What went wrong? Well, the problem is that the calculation above doesn’t take into account what other stuff there might be attached to Vout. Text books and tutorials never mention the nitty-gritty details that may have profound effects on a circuit.

The unstated assumption is that the load across Vout has a high impedance (resistance). But what if the resistance is low. Say you attach a small speaker across Vout. Well, small speakers might only have a resistance of 4 ohms. That changes everything!

To gauge how things change, let’s model a load across Vout, giving it some resistance. Here’s our revised circuit:

Note that when the diagram says “Node”, it should of course read “Mesh”.

Let i1, i2, ic be the currents flowing through R1, R2 and C respectively, with corresponding voltages flowing across them as V1, V2, and Vc.

Then, in Mesh A, i1 = (Vin – Vc)/R1.

In Mesh B, i2 = Vc/R2

and i1 = i2 + ic.

For the capacitor, ic is related to Vc by the differential formula:

ic = C dVc/dt

Put the equations above together to get first-order ODE (Ordinary Differential Equation):

C dVc/dt + (1/R1 + 1/R2) Vc = Vin/R1

This yields the solution:

**Vc(t) = Vin * R2/(R1+R2) * ( 1 – exp(-(R1+R2)t/(C*R1*R2))** … EQN2

I will consider going into further detail if there’s sufficient interest in this blog article.

You’ll notice that it has the same basic form, but with a bit more terms tagged on. You’ll notice some voltage divider stuff going on, and stuff related to the charging-time.

But let’s take a look at some simplifications. If I assume that there is a high impedance across the capacitor – i.e. R2 is large, esp. in relation to R1 – then R2/(R1+R2) ~~ 1, and (R1+R2)/(R1*R2) ~~ 1/R1. I’m using “~~” to denote the approximation symbol.

So, EQN2 reduces to EQN1, which is exactly what we’d expect.

If we go the other way, and assume that R2 << R1 ( “<<” means very much less than) – say for example where you put a small speaker across the capacitor in place of R2, then R2/(R1+R2) ~~ R2/R1 and (R1+R2)/(R1 * R2) ~~ 1/R2.

So EQN2 reduces to

**Vc(t) = Vin * R2/R1 * (1 – exp( -t/(R2*C))** … EQN3

Notice that nasty term R2/R1. It means that the speaker isn’t getting much voltage.

This means that as a result of putting in a low-pass filter, the power to the speaker is reduced compared to if you removed the filter, so you may need to amplify the signal to the speak.

But there’s more.
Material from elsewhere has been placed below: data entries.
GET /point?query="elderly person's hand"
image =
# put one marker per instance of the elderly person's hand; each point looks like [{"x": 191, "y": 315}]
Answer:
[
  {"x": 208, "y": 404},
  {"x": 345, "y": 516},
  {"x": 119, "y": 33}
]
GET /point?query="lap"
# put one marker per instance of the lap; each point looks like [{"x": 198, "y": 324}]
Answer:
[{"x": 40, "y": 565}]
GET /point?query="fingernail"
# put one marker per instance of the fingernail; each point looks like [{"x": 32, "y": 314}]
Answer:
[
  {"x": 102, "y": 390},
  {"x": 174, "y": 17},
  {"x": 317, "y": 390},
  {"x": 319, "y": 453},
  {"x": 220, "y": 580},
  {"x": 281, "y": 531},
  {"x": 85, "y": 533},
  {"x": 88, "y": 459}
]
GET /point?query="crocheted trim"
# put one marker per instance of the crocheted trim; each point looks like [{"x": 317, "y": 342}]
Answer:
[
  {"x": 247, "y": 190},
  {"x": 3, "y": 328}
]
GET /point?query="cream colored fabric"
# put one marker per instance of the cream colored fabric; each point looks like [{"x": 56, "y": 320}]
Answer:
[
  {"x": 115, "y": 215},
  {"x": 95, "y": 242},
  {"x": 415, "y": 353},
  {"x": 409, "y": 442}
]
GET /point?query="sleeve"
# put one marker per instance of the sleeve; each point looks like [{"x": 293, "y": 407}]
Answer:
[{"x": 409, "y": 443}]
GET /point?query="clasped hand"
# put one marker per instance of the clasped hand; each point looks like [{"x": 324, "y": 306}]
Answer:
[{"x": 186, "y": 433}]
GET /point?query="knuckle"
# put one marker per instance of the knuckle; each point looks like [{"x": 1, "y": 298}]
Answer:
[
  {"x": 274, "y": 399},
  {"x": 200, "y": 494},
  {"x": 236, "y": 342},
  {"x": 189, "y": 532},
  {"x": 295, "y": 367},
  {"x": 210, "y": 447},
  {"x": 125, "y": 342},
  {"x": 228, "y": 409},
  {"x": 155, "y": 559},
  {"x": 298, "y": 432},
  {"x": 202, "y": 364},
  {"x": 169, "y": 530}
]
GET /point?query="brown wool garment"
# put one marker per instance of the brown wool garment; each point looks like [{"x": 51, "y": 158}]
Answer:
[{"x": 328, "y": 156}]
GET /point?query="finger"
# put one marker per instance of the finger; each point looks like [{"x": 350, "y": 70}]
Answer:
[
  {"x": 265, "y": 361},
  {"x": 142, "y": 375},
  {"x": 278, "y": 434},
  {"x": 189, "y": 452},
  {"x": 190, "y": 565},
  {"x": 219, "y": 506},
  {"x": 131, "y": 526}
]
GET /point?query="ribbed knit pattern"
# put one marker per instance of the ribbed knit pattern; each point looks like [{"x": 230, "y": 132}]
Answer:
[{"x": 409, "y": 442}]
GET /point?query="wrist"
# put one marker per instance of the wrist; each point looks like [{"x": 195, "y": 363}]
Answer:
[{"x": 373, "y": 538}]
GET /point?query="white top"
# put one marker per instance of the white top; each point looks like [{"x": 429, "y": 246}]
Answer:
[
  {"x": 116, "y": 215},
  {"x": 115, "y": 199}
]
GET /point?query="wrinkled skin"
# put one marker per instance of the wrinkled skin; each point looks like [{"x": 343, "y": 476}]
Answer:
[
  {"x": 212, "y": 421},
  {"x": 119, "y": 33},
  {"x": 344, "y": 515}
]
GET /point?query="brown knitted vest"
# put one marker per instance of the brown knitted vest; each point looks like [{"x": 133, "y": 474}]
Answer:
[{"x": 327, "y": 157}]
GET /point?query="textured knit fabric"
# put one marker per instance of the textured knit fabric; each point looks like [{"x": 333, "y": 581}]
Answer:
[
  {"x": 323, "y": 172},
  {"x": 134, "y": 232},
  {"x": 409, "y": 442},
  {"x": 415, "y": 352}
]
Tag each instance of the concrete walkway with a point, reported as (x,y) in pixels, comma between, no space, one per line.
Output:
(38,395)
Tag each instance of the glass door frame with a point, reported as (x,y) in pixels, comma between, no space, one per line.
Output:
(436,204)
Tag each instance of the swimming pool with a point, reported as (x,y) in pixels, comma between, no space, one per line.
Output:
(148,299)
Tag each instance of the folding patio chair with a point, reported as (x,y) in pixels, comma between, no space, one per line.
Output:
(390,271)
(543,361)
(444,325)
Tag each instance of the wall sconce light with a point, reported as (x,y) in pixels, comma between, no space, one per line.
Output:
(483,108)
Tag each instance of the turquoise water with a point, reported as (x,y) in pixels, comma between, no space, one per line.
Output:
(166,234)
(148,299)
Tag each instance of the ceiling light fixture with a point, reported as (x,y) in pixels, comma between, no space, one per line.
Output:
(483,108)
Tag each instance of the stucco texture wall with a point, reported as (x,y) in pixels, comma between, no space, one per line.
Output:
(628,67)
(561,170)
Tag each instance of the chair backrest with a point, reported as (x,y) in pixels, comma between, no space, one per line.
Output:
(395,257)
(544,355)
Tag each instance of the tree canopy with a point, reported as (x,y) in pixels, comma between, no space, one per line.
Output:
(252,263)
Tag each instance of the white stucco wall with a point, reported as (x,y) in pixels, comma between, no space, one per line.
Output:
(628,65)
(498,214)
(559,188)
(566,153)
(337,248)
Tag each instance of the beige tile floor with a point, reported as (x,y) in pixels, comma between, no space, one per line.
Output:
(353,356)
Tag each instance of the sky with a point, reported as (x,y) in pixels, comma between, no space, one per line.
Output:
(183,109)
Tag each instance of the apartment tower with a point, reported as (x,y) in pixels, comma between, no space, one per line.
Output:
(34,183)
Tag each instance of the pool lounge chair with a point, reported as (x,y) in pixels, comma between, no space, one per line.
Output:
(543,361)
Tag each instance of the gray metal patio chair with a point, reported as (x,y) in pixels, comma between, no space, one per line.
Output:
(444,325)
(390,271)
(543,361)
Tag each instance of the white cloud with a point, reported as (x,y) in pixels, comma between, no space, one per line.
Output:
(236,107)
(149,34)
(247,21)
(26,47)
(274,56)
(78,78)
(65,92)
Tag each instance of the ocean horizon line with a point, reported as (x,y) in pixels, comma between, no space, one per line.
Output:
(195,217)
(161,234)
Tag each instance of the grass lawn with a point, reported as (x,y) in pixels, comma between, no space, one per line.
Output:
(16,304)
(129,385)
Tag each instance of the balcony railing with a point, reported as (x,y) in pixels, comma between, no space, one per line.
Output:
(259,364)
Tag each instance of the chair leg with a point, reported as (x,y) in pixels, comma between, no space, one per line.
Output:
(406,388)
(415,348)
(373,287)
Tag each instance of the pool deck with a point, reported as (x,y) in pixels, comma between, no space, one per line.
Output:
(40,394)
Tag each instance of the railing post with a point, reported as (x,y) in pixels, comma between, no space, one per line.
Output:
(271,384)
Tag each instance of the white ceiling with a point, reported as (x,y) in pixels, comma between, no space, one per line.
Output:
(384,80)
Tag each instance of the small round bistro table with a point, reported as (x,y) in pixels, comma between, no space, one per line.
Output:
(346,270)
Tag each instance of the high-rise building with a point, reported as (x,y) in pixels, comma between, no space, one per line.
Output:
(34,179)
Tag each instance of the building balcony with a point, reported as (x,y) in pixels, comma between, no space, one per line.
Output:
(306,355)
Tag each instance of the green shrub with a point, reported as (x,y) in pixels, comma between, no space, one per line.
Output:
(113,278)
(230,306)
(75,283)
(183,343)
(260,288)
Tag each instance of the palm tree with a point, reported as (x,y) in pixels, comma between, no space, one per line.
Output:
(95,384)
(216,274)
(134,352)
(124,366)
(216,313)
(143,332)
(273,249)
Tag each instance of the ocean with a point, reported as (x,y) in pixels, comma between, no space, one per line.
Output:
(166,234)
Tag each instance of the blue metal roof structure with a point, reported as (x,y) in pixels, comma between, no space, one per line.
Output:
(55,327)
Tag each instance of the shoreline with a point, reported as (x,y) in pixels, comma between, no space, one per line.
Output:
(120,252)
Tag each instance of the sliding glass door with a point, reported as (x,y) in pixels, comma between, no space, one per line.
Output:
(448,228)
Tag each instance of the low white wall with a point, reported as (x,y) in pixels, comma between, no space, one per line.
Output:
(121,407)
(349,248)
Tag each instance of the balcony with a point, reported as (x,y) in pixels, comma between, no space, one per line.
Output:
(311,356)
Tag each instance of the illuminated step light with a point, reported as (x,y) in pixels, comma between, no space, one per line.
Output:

You have affected the charging time of the capacitor. Look at the exponential term. The resistance is R2, which is less than R. So your cut-off frequency is higher than it was before.

This is something that I have never seen discussed on other sites: how to actually design circuits to account for all this. You’re left to figure it out for yourself, and the problems are left unstated.
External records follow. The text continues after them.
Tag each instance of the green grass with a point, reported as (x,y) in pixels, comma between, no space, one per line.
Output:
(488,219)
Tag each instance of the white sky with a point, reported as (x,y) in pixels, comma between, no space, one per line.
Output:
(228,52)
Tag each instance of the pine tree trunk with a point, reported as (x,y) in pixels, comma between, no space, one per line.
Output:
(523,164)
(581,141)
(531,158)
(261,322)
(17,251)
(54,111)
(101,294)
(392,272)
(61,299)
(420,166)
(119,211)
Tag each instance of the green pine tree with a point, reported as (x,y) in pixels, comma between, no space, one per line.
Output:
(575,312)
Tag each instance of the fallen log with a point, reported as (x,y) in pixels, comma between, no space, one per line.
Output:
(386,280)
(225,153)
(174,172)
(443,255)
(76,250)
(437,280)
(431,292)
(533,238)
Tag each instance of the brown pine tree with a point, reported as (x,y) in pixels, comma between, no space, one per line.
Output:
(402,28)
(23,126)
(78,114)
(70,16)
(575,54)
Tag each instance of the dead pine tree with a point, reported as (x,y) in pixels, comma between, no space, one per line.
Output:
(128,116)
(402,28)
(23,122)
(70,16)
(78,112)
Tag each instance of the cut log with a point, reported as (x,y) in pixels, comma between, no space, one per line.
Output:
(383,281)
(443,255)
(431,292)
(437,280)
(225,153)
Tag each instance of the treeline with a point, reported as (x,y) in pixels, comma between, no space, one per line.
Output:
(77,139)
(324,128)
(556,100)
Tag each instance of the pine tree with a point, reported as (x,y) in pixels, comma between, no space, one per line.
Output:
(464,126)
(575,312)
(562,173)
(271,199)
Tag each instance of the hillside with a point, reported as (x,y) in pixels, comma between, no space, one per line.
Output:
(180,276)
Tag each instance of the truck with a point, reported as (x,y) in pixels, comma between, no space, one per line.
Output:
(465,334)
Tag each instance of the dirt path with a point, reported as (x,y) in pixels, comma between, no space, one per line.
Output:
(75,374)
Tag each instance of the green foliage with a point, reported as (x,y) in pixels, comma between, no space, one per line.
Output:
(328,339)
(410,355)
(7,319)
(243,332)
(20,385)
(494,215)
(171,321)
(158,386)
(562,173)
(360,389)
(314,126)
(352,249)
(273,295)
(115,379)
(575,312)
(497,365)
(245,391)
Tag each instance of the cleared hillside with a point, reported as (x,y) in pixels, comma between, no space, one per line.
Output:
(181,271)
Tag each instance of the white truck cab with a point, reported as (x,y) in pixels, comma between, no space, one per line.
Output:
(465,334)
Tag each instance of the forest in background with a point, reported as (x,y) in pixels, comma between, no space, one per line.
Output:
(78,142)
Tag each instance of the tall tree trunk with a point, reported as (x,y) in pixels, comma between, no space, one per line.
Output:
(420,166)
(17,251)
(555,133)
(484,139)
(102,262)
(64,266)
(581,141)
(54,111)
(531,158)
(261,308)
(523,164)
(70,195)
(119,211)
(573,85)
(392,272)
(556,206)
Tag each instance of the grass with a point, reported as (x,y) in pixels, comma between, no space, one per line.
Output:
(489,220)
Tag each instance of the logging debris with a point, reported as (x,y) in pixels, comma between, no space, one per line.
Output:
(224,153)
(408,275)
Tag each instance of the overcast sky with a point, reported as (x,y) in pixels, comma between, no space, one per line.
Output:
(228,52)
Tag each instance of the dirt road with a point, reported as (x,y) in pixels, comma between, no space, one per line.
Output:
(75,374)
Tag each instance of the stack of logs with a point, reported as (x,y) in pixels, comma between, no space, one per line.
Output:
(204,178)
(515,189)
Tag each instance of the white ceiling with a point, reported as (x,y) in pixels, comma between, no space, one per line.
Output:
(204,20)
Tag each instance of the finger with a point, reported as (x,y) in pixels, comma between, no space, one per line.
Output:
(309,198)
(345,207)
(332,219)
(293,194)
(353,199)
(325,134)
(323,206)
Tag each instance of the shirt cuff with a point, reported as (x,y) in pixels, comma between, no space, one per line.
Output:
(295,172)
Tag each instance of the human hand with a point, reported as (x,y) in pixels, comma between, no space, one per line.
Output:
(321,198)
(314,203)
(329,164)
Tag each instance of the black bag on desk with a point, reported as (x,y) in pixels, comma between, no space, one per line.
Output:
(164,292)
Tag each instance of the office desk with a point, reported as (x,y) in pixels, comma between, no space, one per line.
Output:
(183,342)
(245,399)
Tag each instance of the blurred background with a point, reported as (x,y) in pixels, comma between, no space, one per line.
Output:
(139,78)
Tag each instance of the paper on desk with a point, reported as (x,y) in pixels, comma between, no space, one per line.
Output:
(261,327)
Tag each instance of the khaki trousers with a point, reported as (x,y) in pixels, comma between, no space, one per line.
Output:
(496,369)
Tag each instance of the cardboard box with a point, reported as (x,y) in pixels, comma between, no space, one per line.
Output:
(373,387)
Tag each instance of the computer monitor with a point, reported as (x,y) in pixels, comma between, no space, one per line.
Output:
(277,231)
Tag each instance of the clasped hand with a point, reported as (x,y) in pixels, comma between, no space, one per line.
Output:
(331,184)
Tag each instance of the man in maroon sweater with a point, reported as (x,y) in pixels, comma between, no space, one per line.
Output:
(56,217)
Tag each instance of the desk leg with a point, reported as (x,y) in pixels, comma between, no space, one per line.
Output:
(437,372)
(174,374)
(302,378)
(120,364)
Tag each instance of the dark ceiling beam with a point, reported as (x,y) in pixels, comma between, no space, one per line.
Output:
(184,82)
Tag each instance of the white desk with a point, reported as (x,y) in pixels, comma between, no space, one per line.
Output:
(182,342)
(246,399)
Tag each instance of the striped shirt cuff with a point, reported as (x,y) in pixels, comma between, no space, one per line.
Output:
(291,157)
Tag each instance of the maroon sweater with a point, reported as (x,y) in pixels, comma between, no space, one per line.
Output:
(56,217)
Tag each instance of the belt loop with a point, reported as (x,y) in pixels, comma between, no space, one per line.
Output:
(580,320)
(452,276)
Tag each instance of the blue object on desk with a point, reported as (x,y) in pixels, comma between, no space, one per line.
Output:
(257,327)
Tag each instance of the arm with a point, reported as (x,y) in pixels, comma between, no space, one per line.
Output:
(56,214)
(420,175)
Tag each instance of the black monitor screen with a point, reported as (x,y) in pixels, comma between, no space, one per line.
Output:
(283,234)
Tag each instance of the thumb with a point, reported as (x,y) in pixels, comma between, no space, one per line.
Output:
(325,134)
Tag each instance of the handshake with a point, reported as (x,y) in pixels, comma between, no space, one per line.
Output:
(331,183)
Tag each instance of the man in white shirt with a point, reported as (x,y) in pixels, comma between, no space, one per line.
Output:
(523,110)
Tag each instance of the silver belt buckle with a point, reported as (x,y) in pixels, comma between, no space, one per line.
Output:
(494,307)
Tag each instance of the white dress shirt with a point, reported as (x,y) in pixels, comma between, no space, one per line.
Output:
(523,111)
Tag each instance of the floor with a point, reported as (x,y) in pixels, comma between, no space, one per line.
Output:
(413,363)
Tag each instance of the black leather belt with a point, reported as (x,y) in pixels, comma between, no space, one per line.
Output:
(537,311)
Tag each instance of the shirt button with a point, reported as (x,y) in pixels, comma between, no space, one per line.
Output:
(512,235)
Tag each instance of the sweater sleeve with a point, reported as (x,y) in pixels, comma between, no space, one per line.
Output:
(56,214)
As to what to do: hmmm, that’s something that I need to look into. An Opamp springs to mind, although I have used a BJT successfully in the past. I’ve only a loose grip on how to handle these problems, and I’ll post about them in a future post, assuming I’ve got my head around them.

You can’t analyze a filter without modelling in- and output impedance. “Normally” a filter is calculated at a normalized impedance match (say 50 Ohm for radio frequency use) and then back calculated to find the real-world component values.

Of course, you can get a reasonable approximation by loading the filter with a very high impedance such as an op-amp stage and driving it with a source like an emitter follower.

One book I found very useful is RF Circuit Design by Chris Bowick. It’s (as the title suggests) a bit radio heavy but the filter and impedance matching chapters are truly excellent.

Thanks for that.I’ll take a look at the book.

I’m very much a beginner at electronics. A lot of tutorials online present circuits and, surprise surprise, they don’t work for me as expected; probably for the exact reason you stated. Or else, they’ll present some mathematical analysis, without really explaining the logic underlying it. One of the things I discovered is that there are a lot of pitfalls in designing something. Most bloggers just gloss over them.